Кроме того, несколько лет назад в Семипалатинске была напечатана переведенная мною на казахский язык в стихах повесть Пушкина «Дубровский». Рукопись осталась дома, поэтому не могу переслать ее с человеком.
Помимо этого, у меня есть другие переводы и стихи. Я их не выпускал, во-первых, из-за того, что плотно со временем, во-вторых, как полагал, власть, обвиняя в «увлечении вопросом объективного рассуждения», не разрешит печатать стихи, которые с сорока пяти лет стали писаться мною с философским уклоном. Да и распространять в народе их было трудно, потому что они были о тайне души, тайне создания, о том, что все в мире несовершенно, а также о религии…
Еще одна просьба. Не могли бы Вы в случае публикации любой моей вещи выслать по пятьдесят экземпляров каждой за счет издательства. Чтобы оставить память детям, друзьям.
Будет правильно, если все они будут опубликованы под именем «Мутылган» («Забытый»).
Добавлю, что некоторые мои стихи не ложатся под музыку старинных казахских стихов-жыров. Для каждого есть своя, придуманная мною, мелодия (мотив). Мелодию в письме объяснить невозможно. А чтобы самому приехать разъяснить, мешает темнота кое-кого из местных органов власти, отсутствие денег на руках да личной свободы.
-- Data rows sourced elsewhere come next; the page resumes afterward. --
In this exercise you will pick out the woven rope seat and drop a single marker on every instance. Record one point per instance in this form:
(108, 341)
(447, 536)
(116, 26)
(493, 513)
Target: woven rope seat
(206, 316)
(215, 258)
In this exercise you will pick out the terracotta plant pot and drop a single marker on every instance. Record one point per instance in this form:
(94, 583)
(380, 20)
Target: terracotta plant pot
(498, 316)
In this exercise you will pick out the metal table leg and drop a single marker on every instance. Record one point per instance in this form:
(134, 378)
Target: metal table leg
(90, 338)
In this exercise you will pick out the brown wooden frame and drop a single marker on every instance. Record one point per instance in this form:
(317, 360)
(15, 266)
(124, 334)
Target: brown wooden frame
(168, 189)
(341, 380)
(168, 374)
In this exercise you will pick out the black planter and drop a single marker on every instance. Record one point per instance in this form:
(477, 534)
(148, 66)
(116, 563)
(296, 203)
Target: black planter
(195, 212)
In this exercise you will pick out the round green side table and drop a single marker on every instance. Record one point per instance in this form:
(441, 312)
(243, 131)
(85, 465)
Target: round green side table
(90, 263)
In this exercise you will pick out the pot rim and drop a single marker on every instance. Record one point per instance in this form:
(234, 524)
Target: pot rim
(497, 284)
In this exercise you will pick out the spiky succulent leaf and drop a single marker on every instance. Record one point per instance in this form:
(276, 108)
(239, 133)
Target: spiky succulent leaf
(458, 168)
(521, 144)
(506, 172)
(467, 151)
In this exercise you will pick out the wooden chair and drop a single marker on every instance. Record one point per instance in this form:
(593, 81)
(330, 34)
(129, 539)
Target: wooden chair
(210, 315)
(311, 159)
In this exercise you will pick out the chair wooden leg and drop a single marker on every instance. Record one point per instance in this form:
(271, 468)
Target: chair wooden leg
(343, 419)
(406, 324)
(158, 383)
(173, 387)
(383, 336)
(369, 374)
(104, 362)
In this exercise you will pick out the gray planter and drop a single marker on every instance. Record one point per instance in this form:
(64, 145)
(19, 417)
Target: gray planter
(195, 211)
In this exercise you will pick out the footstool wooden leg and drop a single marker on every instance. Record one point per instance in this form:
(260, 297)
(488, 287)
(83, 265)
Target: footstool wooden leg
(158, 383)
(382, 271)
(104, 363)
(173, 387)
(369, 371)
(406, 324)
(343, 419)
…Если ничего не получится с публикацией, верните мне все рукописи.
Прощайте! Будьте счастливы.
Мутылган (Шакарим Кудайбердыулы)».
Письмо датировано 3 февраля 1931 года.
3 декабря 1969 года, спустя десять лет после реабилитации поэта, в Институте литературы и искусств имени Мухтара Ауэзова состоялась встреча по поводу издания сочинений Шакарима. Присутствовали Сабит Муканов, Габит Мусрепов, Абдильда Тажибаев, Муслим Базарбаев, Ыскак Дуйсенбаев, Серик Кирабаев, Абдижамил Нурпеисов, другие поэты и писатели. Сабит Муканов гордо объявил собранию: «Шакарим никому из казахов не писал писем, одному мне прислал письмо. Это письмо у меня, в нем он привел много своих мнений — каких придерживается принципов, чем занят, когда были написаны его сочинения. В письме много ценного. Оно как обзор писательского пути».
Однако тогда, в 1931 году, получив письмо от кажы, ничего из посланного ему Сабит Муканов так и не издал. Как и предполагал Шакарим, власть не могла допустить печатание суждений, не укладывающихся в рамки новой советской идеологии.
Весна 1931 года принесла небывалый голод в казахскую степь. Голодные люди поедали дикий лук, голубей, кошек. В Алма-Ату, столицу Казахской АССР с 1927 года, стали поступать сведения о голоде, однако местные власти игнорировали их и лишь ужесточали административный нажим. Казахам запрещалось покидать свои аулы. Всех, кто снимался с мест, квалифицировали как «банду». Сотрудники ОГПУ и милиционеры догоняли ослушников и поступали с ними как с «бандой». То есть обкладывали со всех сторон и стреляли в безоружных людей, принуждая сдаться.
Никогда прежде за всю историю народ не лишался в одночасье скота в таком массовом порядке. Бывали бескормицы, случались засухи, нападали враги, изгоняли с мест постоянного кочевания. Но всегда при таких напастях народ имел возможность восстановить поголовье скота, вернуть утраченное благоденствие и кочевую вольницу.